Wie jeder Umbruch birgt auch die Energiewende nicht nur Risiken, sondern  auch Chancen. Um sich in Zukunft im Markt etablieren und halten zu können, wird es essenziell sein, diese Chancen zu erkennen und entsprechende Produkte auf den Markt zu bringen.

Dienstleistungen
Das klassische Geschäft mit dem Handel und Vertrieb von Strom gestaltet sich immer unrentabler. Gleichzeitig werden die Gesamtenergiekosten in Zukunft eher steigen. Deshalb werden Dienstleistungen im Bereich Gesamtenergiekonzepte und Energieeffizienz künftig interessanter.

Flexibilität
Die verstärkte Einspeisung dargebotsabhängiger Energiequellen bringt das Gesamtsystem immer mehr an seine Grenzen: Bereits heute muss man zum Teil massive Einschränkungen in der Produktion und im Handel hinnehmen, um das Netz weiterhin stabil betreiben zu können. Somit könnten neue (Finanz-)Produkte, die den Handel von Flexibilitätsoptionen etwa von Wasserkraftwerken erleichtern, einen hohen Stellenwert erhalten - sei dies bei der Produktion oder beim Verbrauch.

Speicher
Eng mit der Flexibilität hängen die Stromspeicher zusammen. Ich gehe aus den oben genannten Gründen davon aus, dass der Bedarf an Speichern sowohl für die Kurz- wie auch die Langzeitspeicherung eine wichtige Rolle im zukünftigen Stromsystem spielen wird. Mengenmässig werden sowohl kleine Speicher als auch solche im grosstechnischen Massstab wichtig.

Smart Grids
Daneben wird es unumgänglich sein, all dieser Anwendungen zu einem intelligenten Netz - einem sogenannten Smart Grid - zu verbinden, um die neuen Herausforderungen zu meistern. Komponenten eines Smart Grids sind einerseits steuerbare Produktionsanlagen, andererseits steuerbare Endverbraucher (z.B. Wärmepumpen, Boiler) sowie geeignete Messeinrichtungen.

Erneuerbare Anlagen
Gegenwärtig ist der Investitionsbedarf in erneuerbare Energien noch anhaltend, beruht aber zu einem grossen Teil auf staatlich gesteuerter Förderung. Somit sind diese Investitionsmöglichkeiten sehr stark von den politischen und regulatorischen Entwicklungen in den einzelnen Ländern abhängig. Deshalb sollten die Investitionschancen, die heute klar bestehen, immer auch sorgfältig auf allfällige Regulierungsrisiken von morgen hin überprüft werden.
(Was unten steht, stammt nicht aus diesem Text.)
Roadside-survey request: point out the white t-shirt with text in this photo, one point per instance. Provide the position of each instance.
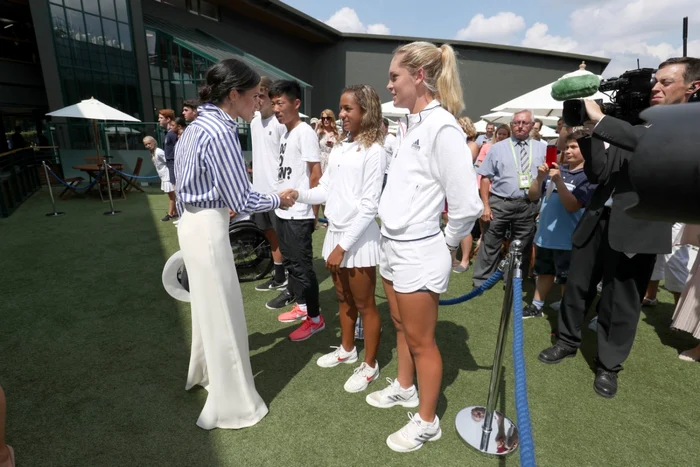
(297, 148)
(265, 135)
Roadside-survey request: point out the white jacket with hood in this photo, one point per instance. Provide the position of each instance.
(432, 163)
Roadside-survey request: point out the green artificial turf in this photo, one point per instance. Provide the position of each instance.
(94, 354)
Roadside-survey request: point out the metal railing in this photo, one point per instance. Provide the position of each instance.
(20, 175)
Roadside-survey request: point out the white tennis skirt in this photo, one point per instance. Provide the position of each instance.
(363, 254)
(166, 186)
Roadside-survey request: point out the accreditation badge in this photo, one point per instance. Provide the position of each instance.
(524, 181)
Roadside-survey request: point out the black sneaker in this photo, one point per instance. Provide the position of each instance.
(283, 300)
(531, 311)
(271, 284)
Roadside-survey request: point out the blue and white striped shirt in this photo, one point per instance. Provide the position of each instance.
(210, 169)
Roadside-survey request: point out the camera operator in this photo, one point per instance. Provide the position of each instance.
(610, 244)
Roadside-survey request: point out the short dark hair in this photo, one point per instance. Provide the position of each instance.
(224, 77)
(266, 83)
(576, 135)
(167, 113)
(692, 67)
(287, 88)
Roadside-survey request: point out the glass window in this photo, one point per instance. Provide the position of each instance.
(122, 11)
(73, 4)
(208, 10)
(91, 6)
(182, 4)
(76, 27)
(94, 29)
(200, 67)
(190, 90)
(163, 56)
(125, 36)
(174, 59)
(59, 21)
(187, 66)
(151, 42)
(107, 9)
(110, 33)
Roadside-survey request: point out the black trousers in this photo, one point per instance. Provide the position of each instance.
(518, 215)
(296, 245)
(625, 280)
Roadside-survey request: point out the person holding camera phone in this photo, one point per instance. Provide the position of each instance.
(610, 244)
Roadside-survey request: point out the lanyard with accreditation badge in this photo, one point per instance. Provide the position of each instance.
(523, 178)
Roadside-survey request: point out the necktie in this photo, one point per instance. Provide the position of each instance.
(524, 159)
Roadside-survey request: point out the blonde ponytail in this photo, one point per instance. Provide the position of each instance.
(449, 87)
(440, 67)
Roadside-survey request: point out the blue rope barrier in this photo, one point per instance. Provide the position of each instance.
(490, 282)
(522, 409)
(150, 177)
(97, 178)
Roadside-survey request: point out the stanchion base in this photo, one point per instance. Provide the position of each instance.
(504, 437)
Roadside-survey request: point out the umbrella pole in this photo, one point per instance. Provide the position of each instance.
(53, 200)
(97, 142)
(109, 190)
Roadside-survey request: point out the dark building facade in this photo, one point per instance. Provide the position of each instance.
(142, 55)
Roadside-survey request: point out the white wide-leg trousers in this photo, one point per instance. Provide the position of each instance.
(220, 360)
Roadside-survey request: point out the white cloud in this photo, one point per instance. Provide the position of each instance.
(346, 20)
(500, 28)
(537, 38)
(381, 29)
(627, 30)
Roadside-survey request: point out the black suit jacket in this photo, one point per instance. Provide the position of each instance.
(610, 170)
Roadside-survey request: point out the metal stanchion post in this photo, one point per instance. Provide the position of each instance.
(109, 190)
(53, 200)
(475, 424)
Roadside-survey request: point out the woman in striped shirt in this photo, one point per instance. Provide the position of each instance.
(212, 179)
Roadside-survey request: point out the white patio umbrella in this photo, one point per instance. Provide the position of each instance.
(389, 110)
(501, 117)
(481, 126)
(541, 102)
(94, 110)
(547, 132)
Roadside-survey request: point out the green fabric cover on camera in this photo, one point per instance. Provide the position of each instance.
(575, 87)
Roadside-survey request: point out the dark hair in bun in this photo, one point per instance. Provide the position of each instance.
(224, 77)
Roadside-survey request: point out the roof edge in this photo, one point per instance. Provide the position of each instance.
(480, 45)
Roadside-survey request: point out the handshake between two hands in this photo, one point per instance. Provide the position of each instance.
(288, 198)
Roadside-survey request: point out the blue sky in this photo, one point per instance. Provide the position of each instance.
(623, 30)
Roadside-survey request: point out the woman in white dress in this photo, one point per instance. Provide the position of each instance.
(211, 180)
(158, 158)
(350, 187)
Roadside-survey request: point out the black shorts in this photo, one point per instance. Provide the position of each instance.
(264, 220)
(550, 262)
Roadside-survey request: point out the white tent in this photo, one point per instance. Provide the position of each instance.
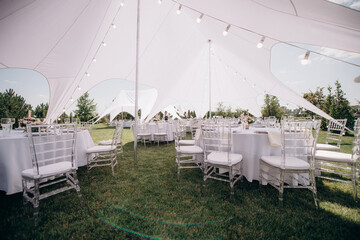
(125, 102)
(62, 38)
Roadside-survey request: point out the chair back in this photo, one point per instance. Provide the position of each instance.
(161, 127)
(52, 143)
(117, 133)
(336, 130)
(217, 138)
(299, 139)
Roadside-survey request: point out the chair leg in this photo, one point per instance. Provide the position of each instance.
(281, 188)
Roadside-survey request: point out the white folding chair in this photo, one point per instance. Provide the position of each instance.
(161, 132)
(52, 149)
(187, 156)
(106, 155)
(336, 130)
(295, 167)
(119, 144)
(341, 166)
(219, 162)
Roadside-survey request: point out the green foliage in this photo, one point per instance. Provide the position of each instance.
(13, 105)
(150, 189)
(340, 107)
(86, 108)
(41, 110)
(271, 107)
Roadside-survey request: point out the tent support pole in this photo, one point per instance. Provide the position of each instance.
(209, 78)
(136, 81)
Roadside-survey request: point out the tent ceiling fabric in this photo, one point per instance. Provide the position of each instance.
(60, 38)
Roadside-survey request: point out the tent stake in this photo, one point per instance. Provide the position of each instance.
(136, 81)
(209, 78)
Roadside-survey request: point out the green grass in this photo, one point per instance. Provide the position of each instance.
(150, 190)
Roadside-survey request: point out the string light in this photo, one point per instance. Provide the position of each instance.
(226, 31)
(198, 20)
(261, 43)
(305, 61)
(179, 9)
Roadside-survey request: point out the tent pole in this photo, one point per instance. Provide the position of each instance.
(136, 81)
(209, 78)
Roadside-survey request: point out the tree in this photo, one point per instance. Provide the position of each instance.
(340, 107)
(13, 105)
(86, 108)
(317, 98)
(220, 110)
(41, 110)
(271, 107)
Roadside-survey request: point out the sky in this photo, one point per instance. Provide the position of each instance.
(285, 65)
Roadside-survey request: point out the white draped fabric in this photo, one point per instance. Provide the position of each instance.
(60, 39)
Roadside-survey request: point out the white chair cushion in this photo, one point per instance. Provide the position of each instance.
(48, 170)
(108, 142)
(97, 149)
(291, 163)
(187, 142)
(322, 146)
(190, 149)
(222, 158)
(333, 156)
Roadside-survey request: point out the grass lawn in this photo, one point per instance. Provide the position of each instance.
(147, 199)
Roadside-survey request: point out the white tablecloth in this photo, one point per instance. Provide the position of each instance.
(15, 157)
(252, 146)
(170, 130)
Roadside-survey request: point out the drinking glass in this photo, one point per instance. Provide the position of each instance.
(6, 125)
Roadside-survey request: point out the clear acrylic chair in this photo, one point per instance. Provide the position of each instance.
(294, 168)
(52, 149)
(335, 131)
(106, 155)
(341, 167)
(160, 133)
(143, 134)
(187, 156)
(219, 161)
(119, 144)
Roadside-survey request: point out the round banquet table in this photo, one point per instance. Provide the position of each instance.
(15, 157)
(252, 144)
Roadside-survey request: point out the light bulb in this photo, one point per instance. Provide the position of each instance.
(226, 31)
(305, 61)
(198, 20)
(261, 43)
(179, 9)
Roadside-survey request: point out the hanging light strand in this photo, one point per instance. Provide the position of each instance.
(263, 36)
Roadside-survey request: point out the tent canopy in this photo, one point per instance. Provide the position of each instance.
(60, 39)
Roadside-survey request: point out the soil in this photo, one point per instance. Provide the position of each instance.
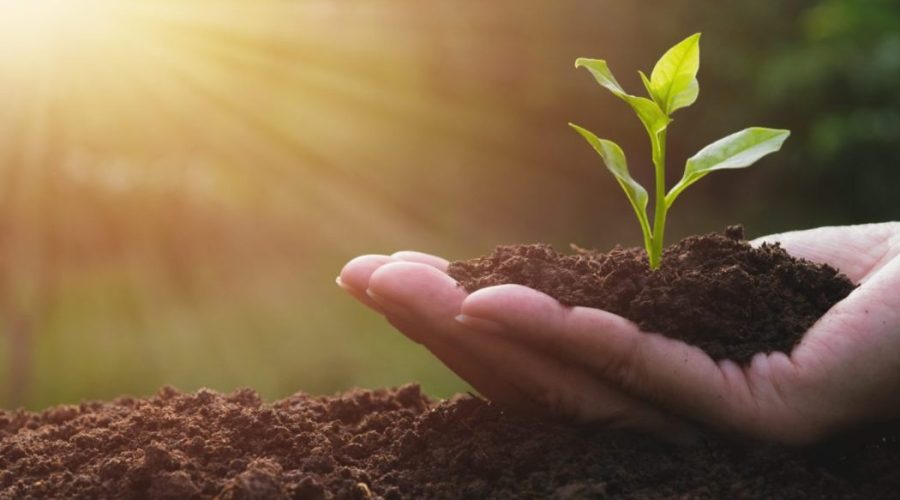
(713, 291)
(399, 444)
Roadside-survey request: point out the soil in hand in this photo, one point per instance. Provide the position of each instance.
(713, 291)
(399, 444)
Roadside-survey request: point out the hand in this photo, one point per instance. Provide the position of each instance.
(419, 299)
(592, 365)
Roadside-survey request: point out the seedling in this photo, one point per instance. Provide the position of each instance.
(672, 85)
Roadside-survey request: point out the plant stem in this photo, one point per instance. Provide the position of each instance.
(659, 217)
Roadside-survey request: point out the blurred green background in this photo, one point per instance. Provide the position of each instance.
(181, 181)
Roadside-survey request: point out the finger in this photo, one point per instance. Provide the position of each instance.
(354, 277)
(422, 258)
(660, 370)
(856, 251)
(565, 390)
(422, 302)
(425, 302)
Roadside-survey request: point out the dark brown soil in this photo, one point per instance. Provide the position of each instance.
(714, 291)
(399, 444)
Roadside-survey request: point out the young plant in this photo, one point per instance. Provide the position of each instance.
(672, 85)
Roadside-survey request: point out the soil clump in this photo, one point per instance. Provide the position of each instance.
(713, 291)
(399, 444)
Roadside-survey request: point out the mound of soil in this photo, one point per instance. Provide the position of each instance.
(399, 444)
(713, 291)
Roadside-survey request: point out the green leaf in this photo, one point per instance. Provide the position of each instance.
(738, 150)
(674, 78)
(602, 74)
(648, 111)
(648, 86)
(614, 159)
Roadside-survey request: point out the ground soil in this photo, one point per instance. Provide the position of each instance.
(399, 444)
(714, 291)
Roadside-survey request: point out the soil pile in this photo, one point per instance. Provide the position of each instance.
(398, 444)
(713, 291)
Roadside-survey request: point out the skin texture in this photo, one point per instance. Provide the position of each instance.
(523, 350)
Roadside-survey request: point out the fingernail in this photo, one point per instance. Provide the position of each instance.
(341, 284)
(480, 324)
(387, 305)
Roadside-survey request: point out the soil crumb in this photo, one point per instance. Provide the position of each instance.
(399, 444)
(713, 291)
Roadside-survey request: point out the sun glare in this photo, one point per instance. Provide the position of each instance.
(31, 30)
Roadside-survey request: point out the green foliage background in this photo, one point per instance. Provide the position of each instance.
(438, 126)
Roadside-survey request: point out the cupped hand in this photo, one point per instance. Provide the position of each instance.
(524, 350)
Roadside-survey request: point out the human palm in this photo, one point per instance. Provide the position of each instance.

Fazit: Die Chancen packen!

Um in Zukunft erfolgreich in der Energiebranche sein zu können, gilt es, die genannten Herausforderungen anzugehen und gleichzeitig die vielfältigen Chancen möglichst früh zu erkennen und zu nutzen. Ich bin optimistisch, dass uns das gelingt, und dass eine nachhaltige Energieversorgung in Zukunft möglich ist. Sicher braucht es grosse Anstrengungen von allen Beteiligten, und bei einigen gewiss auch ein Umdenken. Doch der Forschungs- und Wirtschaftsplatz Schweiz ist für die bevorstehenden Aufgaben gut gewappnet.